Funds are designated to the beneficiary’s FAD following the death of the member or a previous dependant, nominee or successor. There is no upper or lower age limit for paying a beneficiary’s FAD.

The tax treatment depends on the age of the member when they die, the form of the benefits and whether the two-year rule applies. The below table sets out the tax treatment. 

Form of existing benefits Death before age 75 Death after age 75
Unused uncrystallised benefits Paid tax free if designated to drawdown within two years Drawn benefits are subject to income tax at
beneficiary’s marginal rate
 
Drawdown benefits Paid tax free Drawn benefits are subject to income tax at
beneficiary’s marginal rate

Withdrawals from a successor’s FAD in respect of a dependent, beneficiary or successor who died under age 75 are tax free. Death after age 75 means any successor FAD withdrawals will be taxable as pension income.

With a beneficiary’s short-term annuity, some of the beneficiary’s FAD funds will be used to buy an annuity contract from an insurance company. The annuity contract will pay the beneficiary certain income each year for a fixed period of up to five years and cannot provide a benefit after the beneficiary’s death.

Payments from a beneficiary’s short-term annuity are treated for tax purposes in the same way as withdrawals from a beneficiary’s FAD.

A dependant’s drawdown pension could still be in place if it started before 6 April 2015 and there have been no events since that date resulting in its conversion to flexi-access drawdown. No new dependant’s drawdown pensions can be set up now, instead any new drawdown death benefits will be FAD.
 

Dependants scheme pension

A dependant’s scheme pension can be paid by the scheme administrator or through the purchase of an insurance company annuity. It is relatively rare for defined contribution pension schemes to provide a dependant’s scheme pension – this is a much more common under defined benefit pension schemes.
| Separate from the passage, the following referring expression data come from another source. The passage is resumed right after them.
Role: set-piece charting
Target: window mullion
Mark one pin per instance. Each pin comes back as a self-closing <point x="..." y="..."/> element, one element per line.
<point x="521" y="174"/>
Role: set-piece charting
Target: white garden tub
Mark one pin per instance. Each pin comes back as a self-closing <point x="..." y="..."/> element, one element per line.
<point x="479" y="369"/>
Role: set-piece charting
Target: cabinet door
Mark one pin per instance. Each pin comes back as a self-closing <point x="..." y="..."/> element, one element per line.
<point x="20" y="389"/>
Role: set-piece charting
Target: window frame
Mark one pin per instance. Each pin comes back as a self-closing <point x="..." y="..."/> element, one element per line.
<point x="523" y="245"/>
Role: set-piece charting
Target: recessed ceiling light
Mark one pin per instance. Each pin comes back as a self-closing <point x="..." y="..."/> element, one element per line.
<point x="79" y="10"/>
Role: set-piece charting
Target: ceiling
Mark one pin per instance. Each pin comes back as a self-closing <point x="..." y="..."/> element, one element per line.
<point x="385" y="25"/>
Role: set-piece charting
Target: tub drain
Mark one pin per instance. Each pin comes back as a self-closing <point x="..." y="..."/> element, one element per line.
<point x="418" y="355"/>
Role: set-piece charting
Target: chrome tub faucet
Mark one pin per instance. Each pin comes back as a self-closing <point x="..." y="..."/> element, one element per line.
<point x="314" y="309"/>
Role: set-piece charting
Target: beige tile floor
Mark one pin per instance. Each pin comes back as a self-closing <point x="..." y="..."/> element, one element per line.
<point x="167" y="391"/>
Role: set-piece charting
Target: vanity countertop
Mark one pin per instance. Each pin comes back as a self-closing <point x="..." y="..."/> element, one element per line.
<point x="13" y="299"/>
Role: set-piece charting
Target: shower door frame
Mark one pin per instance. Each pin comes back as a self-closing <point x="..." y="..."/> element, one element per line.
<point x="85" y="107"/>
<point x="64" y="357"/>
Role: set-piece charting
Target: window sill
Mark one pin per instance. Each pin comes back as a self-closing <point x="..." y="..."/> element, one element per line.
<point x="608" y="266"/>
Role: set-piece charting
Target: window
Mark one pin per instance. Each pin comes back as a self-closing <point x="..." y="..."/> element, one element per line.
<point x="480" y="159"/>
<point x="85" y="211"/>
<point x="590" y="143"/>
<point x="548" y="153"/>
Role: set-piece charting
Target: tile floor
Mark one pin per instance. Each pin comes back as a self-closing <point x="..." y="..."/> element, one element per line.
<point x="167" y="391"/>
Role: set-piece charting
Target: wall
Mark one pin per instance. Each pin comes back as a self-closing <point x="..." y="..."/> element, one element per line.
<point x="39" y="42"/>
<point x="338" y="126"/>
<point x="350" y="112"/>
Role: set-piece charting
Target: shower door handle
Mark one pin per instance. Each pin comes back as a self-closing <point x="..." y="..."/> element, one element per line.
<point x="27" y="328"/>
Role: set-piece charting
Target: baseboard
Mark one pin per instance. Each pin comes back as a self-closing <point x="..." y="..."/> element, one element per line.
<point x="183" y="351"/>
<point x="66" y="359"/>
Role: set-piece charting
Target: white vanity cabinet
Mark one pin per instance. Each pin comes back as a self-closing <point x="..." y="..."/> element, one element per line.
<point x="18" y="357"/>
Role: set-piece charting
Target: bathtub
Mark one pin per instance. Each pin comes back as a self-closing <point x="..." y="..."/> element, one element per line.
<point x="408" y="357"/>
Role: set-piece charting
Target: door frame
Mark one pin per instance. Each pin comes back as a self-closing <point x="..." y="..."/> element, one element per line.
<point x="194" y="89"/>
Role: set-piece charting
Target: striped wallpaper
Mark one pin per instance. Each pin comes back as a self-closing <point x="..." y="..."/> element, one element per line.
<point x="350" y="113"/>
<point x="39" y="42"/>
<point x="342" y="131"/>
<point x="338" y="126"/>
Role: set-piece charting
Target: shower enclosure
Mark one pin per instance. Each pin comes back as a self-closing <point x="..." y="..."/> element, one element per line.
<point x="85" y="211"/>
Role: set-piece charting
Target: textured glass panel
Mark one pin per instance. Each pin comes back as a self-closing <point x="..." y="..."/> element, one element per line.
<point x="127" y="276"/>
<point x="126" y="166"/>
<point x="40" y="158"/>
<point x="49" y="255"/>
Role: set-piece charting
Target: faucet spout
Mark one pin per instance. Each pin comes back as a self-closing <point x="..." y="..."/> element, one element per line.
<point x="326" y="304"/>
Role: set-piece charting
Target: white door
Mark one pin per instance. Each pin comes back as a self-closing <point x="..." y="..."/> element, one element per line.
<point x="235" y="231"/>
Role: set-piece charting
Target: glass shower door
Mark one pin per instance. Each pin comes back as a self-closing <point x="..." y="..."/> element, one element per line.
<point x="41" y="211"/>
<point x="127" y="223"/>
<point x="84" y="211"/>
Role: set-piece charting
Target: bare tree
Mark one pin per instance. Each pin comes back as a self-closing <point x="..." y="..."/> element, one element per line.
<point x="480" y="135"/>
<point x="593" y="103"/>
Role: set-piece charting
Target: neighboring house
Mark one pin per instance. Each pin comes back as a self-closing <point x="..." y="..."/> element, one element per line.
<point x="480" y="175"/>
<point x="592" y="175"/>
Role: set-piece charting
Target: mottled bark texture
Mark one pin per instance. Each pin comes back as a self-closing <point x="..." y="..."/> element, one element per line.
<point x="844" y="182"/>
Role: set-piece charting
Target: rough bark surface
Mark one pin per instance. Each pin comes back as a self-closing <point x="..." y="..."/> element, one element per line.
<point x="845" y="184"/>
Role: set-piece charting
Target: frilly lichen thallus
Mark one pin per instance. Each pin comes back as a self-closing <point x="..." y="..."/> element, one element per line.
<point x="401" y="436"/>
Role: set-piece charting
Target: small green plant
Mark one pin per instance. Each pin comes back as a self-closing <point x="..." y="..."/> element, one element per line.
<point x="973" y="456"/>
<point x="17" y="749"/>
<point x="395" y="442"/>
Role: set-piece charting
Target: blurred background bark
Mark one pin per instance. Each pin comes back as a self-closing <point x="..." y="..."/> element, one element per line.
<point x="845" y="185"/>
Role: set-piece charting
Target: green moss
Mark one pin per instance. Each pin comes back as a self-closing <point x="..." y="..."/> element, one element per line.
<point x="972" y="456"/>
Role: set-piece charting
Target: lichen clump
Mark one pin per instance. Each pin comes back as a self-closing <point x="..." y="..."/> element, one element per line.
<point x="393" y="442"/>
The scheme rules or the terms of the annuity contract can set out the key terms. This includes how long the pension is paid for (it does not have to be paid for the life of the dependant), the frequency of the payment (it does not have to be paid at least annually) and whether it can reduce in payment. A dependant’s scheme pension could also be deferred for example if there are continuing guaranteed instalments been paid – it does not have to start immediately following the death of the member.

A dependant’s scheme pension cannot have a guaranteed payment term or be given pension protection. It also cannot give rise to the right to a tax-free lump sum or any further benefit on death of the dependant.

If the dependant is a child, the dependant’s pension must cease at age 23 unless the child is dependant because of physical or mental impairment.

Payment of a dependant’s scheme pension is taxable as pension income in the hands of the beneficiary.
 

Transitional protection

Individuals who held lifetime allowance transitional protection will retain a higher lump sum and death benefit allowance than the standard £1,073,100. A full list of these protections and the allowance now provided can be found in our LSA and LSDBA article.

Individuals with primary protection will have their primary protection factor calculated based on the retirement benefits payable to the member on 5 April 2006. If this factor is not sufficient to remove any income tax charge on lump sum death benefits, the recipient of the lump sum can notify HMRC to allow a higher primary protection factor to be used. This will only happen if the value of the lump sum death benefits which would have been payable had the member died on 5 April 2006 is greater than the value of the retirement benefits used in the primary protection factor. Further details of primary protection and lump sum death benefits can be found in HMRC’s Pensions Tax Manual PTM176210.